Paralisação dos caminhoneiros: a conta chegou

Por on 23 de julho de 2018

Sem dúvida a recente paralisação dos caminhoneiros trouxe consequências danosas à sociedade brasileira como um todo. Não quero entrar no mérito se foi legítima ou não, mas o fato é que o grosso da população, notadamente os mais pobres pagou, paga e pagará um preço muito elevado.

Os números dão a dimensão inicial do tamanho do estrago provado pela greve dos caminhoneiros. Vamos apontar alguns indicadores.

O Banco Central apurou a prévia do desempenho do Produto Interno Bruto. Ele divulga mensalmente o IBC-Br, antecipando-se ao IBGE que trará os números oficiais do PIB: ficou em (-) 3,34% em maio se comparado a abril deste ano. Andamos para trás.

Este resultado é a comprovação dos indicadores já conhecidos: a indústria encolheu 10,9%, o varejo caiu 0,6% e o setor de serviços teve desempenho negativo de 3,8%. Um dos mais importantes indicadores, o que mede os investimentos produtivos, observou recuo de 11,3% em maio. Com tudo isso o nível de confiança dos empresários caiu, atingindo 90,5 pontos diante de 92,4 no mês de abril e a desconfiança chegou mais forte no consumidor com redução no nível de confiança de 86.9 para 82,1 pontos.

Além disso, a inflação, cuja elevação prejudica sempre os mais pobres, saltou de 0,4% em abril para 1,26% em maio. Com tudo isso é evidente que o nível de emprego não cresce levando ao desalento milhões de brasileiros. A informalidade é o efeito colateral indesejado.

Com tudo isso não deu outra: todas as previsões para o desempenho do Brasil neste ano despencaram. Por isso a colocação de que ainda pagaremos um preço por ela.

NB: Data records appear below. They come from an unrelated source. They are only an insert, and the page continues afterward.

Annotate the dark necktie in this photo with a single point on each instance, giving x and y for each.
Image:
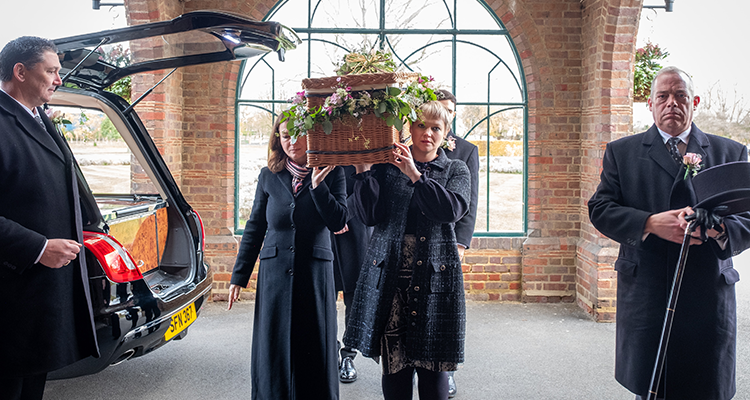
(673, 150)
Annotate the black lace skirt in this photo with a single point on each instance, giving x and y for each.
(394, 354)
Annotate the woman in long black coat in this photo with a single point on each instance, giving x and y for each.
(409, 303)
(294, 331)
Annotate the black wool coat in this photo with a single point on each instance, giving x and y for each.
(639, 178)
(47, 318)
(349, 248)
(438, 323)
(294, 350)
(469, 154)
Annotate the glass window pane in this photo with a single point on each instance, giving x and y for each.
(347, 14)
(106, 162)
(268, 78)
(422, 14)
(485, 72)
(429, 54)
(473, 15)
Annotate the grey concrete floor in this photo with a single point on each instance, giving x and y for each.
(513, 351)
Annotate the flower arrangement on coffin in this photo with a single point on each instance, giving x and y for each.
(392, 104)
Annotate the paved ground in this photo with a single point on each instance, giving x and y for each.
(514, 351)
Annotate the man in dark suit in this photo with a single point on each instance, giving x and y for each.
(640, 203)
(349, 248)
(469, 154)
(47, 319)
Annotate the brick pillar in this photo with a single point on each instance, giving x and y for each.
(610, 29)
(547, 35)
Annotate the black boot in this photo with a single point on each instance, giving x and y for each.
(347, 371)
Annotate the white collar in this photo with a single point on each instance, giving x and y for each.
(30, 111)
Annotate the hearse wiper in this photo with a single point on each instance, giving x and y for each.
(80, 63)
(138, 100)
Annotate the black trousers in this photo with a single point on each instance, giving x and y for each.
(24, 388)
(347, 351)
(431, 385)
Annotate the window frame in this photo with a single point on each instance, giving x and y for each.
(457, 35)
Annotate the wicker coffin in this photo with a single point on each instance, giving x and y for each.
(350, 142)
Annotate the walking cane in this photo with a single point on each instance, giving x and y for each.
(695, 221)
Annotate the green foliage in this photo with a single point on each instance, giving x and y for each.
(366, 63)
(394, 105)
(646, 66)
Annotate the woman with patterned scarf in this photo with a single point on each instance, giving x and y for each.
(294, 350)
(408, 307)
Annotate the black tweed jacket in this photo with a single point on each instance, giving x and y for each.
(437, 317)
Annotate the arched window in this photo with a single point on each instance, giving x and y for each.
(461, 43)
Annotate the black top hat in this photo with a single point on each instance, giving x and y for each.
(724, 185)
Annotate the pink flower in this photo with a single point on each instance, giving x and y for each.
(449, 144)
(692, 163)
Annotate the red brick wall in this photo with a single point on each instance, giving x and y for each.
(577, 60)
(610, 32)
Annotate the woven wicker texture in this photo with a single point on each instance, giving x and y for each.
(359, 82)
(350, 142)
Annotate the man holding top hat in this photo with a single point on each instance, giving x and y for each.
(646, 191)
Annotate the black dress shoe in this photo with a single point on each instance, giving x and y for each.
(347, 372)
(451, 386)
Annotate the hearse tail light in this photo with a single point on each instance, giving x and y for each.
(115, 260)
(203, 231)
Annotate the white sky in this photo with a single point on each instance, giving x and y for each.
(705, 38)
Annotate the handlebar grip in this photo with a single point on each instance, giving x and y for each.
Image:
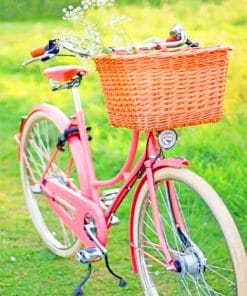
(37, 52)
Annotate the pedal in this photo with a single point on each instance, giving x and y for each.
(89, 255)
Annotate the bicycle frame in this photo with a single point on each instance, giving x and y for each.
(87, 201)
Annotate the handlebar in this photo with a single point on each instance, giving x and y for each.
(177, 38)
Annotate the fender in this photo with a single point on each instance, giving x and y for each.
(63, 123)
(176, 162)
(57, 114)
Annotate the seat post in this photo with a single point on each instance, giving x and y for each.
(76, 98)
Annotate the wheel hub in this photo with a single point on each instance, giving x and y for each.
(191, 261)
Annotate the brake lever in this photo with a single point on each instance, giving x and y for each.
(42, 58)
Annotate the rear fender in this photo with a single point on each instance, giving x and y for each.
(176, 162)
(57, 114)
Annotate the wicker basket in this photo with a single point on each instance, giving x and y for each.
(157, 90)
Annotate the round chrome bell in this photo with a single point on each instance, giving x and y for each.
(167, 139)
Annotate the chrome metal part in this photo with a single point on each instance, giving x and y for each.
(167, 139)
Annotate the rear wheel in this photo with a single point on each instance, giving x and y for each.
(39, 139)
(214, 264)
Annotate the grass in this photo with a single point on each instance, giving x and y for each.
(218, 152)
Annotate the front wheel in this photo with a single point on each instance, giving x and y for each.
(216, 263)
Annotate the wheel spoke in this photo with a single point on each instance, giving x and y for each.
(204, 267)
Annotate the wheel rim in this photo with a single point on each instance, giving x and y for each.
(39, 142)
(218, 277)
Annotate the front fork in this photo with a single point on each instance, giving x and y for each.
(151, 167)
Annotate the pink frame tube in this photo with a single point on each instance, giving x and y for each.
(90, 185)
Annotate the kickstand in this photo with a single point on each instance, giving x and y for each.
(78, 291)
(122, 282)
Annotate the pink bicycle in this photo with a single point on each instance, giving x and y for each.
(182, 239)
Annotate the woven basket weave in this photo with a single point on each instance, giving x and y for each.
(157, 90)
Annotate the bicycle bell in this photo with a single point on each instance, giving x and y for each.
(167, 138)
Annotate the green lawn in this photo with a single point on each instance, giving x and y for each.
(218, 152)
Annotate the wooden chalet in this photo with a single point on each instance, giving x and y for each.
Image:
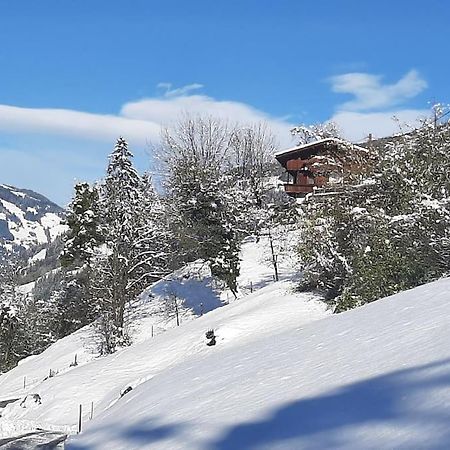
(319, 164)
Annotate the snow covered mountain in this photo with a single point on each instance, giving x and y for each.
(27, 219)
(284, 373)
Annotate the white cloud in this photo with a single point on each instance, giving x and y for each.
(138, 121)
(66, 122)
(166, 111)
(184, 90)
(356, 126)
(370, 93)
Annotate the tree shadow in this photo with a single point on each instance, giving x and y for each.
(145, 432)
(324, 421)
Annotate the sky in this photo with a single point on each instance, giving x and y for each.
(75, 75)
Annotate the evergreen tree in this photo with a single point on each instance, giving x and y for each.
(387, 232)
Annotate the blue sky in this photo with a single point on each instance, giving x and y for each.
(74, 75)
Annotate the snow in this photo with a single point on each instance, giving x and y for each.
(39, 256)
(28, 233)
(285, 373)
(100, 380)
(374, 377)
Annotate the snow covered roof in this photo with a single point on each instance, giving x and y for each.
(284, 153)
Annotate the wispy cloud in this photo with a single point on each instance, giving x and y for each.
(371, 94)
(139, 121)
(177, 92)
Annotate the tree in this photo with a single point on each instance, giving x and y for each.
(83, 220)
(196, 155)
(138, 243)
(386, 232)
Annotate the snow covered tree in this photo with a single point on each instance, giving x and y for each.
(137, 240)
(13, 342)
(388, 232)
(252, 161)
(83, 220)
(311, 133)
(74, 302)
(196, 155)
(119, 201)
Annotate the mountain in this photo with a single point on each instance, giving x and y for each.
(284, 374)
(27, 219)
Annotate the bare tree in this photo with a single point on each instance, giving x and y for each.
(252, 157)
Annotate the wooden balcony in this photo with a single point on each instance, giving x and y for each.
(294, 189)
(295, 164)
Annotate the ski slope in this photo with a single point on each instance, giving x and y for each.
(98, 382)
(377, 377)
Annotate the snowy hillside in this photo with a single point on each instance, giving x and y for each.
(102, 380)
(27, 218)
(284, 374)
(375, 377)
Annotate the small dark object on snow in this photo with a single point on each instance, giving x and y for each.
(35, 397)
(125, 391)
(212, 338)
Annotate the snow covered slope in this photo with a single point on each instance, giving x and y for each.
(377, 377)
(27, 218)
(101, 380)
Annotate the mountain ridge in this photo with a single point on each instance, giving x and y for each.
(27, 219)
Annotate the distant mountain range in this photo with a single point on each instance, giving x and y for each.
(27, 219)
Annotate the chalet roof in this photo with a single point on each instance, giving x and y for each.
(309, 148)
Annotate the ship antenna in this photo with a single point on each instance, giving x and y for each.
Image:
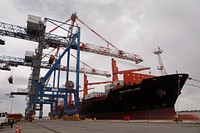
(161, 67)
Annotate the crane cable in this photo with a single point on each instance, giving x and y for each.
(97, 34)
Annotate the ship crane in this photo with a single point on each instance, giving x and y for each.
(161, 67)
(86, 83)
(115, 72)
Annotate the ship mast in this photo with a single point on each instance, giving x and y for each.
(161, 67)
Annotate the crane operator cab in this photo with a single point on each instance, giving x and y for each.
(51, 60)
(10, 80)
(3, 118)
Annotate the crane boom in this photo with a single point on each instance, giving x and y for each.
(15, 61)
(52, 40)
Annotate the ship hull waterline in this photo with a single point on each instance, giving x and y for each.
(153, 99)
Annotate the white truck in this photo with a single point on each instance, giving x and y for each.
(3, 118)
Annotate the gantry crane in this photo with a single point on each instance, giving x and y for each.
(15, 61)
(37, 33)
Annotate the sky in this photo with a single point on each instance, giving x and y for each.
(135, 26)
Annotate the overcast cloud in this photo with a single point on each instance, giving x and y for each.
(133, 26)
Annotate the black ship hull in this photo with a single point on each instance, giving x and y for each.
(153, 98)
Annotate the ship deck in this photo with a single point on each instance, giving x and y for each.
(99, 126)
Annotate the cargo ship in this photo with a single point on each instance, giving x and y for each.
(153, 98)
(137, 97)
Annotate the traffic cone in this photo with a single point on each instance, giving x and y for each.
(17, 129)
(20, 129)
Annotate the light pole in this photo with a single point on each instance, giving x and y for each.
(12, 97)
(0, 105)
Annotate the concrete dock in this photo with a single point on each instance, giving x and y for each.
(100, 126)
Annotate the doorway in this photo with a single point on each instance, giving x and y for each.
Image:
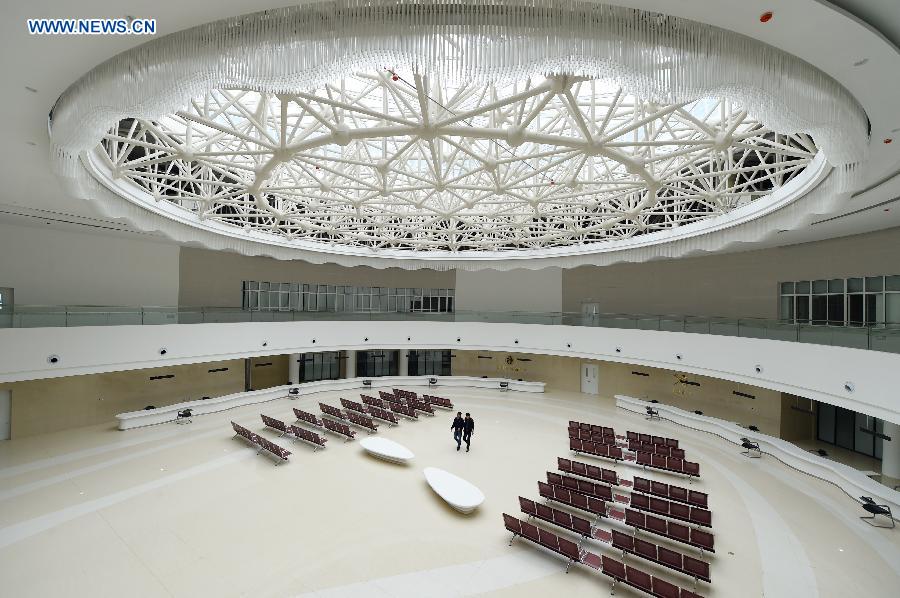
(590, 378)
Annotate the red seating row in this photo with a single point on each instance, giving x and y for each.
(589, 504)
(674, 510)
(658, 449)
(562, 546)
(421, 405)
(596, 449)
(670, 529)
(363, 421)
(382, 414)
(339, 428)
(661, 555)
(307, 436)
(263, 443)
(606, 431)
(309, 418)
(332, 411)
(353, 406)
(676, 493)
(386, 396)
(275, 424)
(564, 519)
(404, 410)
(373, 402)
(438, 401)
(642, 581)
(673, 442)
(592, 436)
(673, 464)
(601, 491)
(607, 476)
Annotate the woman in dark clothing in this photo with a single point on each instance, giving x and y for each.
(468, 430)
(457, 427)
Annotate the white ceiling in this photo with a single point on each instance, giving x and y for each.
(817, 31)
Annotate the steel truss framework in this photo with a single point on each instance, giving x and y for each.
(385, 160)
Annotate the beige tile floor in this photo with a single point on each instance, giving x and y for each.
(190, 511)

O crescimento da economia que poderia ser superior a 2% (alguns projeções indicavam até 3% de crescimento) agora foi revista para baixo: em torno de 1,5%, pouco acima do baixo crescimento do ano passado (1%). A própria inflação que ficaria mais próxima a 3%, portanto, no nível inferior da meta fixada pelo governo, agora projeta fechar mais próxima do centro da meta que é de 4,5%. Isso joga pressão nos preços indexados para o próximo ano.

Outro preço pago pela sociedade é o adiamento da redução dos juros no Brasil. Com a elevação da inflação, mais a pressão no câmbio (não somente pela greve dos caminhoneiros, mas potencializada por ela) tudo indica que os juros se manterão elevados, prejudicando o consumo das famílias (e evidentemente as vendas do varejo).

As famílias que por sinal estavam iniciando um novo ciclo, de mais otimismo, começando a voltar às compras, voltaram a ser cautelosos, como confirma o indicador de confiança do consumidor.

O ciclo vicioso se instalou: PIB menor, menos emprego, menos consumo, menos arrecadação tributária, mais endividamento público, mais desconfiança no Brasil.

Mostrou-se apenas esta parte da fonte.